NEW YORK: Wells Fargo & Co is not certain it has fully uncovered and fixed all problems related to a long-running sales scandal that has hurt the bank´s reputation and sideswiped its efforts to cut costs, Chief Executive Tim Sloan said on Friday.
The third-largest U.S. bank by assets set aside a $3.25 billion reserve to cover litigation related to fake accounts and other customer issues in its fourth-quarter earnings on Friday.
The San Francisco-based company has been working to get to the bottom of its problems for more than a year, after reaching a $190 million settlement with regulators in September 2016 for employees creating phony bank and credit card accounts in customers´ names without their permission.
Since then, it has discovered other problems in businesses ranging from mortgages to foreign exchange trading, while the number of possibly made-up accounts swelled to 3.5 million.

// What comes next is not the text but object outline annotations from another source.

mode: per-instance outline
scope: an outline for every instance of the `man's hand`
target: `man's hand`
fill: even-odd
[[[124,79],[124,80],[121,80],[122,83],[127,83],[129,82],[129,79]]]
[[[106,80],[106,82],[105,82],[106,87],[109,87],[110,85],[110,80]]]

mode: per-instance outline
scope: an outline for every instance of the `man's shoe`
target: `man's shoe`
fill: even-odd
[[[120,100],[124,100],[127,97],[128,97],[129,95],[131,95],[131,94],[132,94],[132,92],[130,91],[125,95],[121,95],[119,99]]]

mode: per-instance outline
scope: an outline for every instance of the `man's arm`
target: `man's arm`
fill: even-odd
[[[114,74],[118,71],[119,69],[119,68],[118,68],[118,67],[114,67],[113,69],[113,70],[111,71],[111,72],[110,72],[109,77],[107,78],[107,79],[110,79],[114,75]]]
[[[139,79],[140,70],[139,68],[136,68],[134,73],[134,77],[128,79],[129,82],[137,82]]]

Wells Fargo has tried to rectify the situation by changing how employees get paid, improving corporate reporting structures and ousting several executives. Sloan´s predecessor, John Stumpf, abruptly retired after the scandal came to light. However, the bank is still scouring businesses for evidence of bad behavior, a process that will continue indefinitely, Sloan said on a conference call in response to an analyst who asked repeatedly why management could not give assurances that problems were resolved.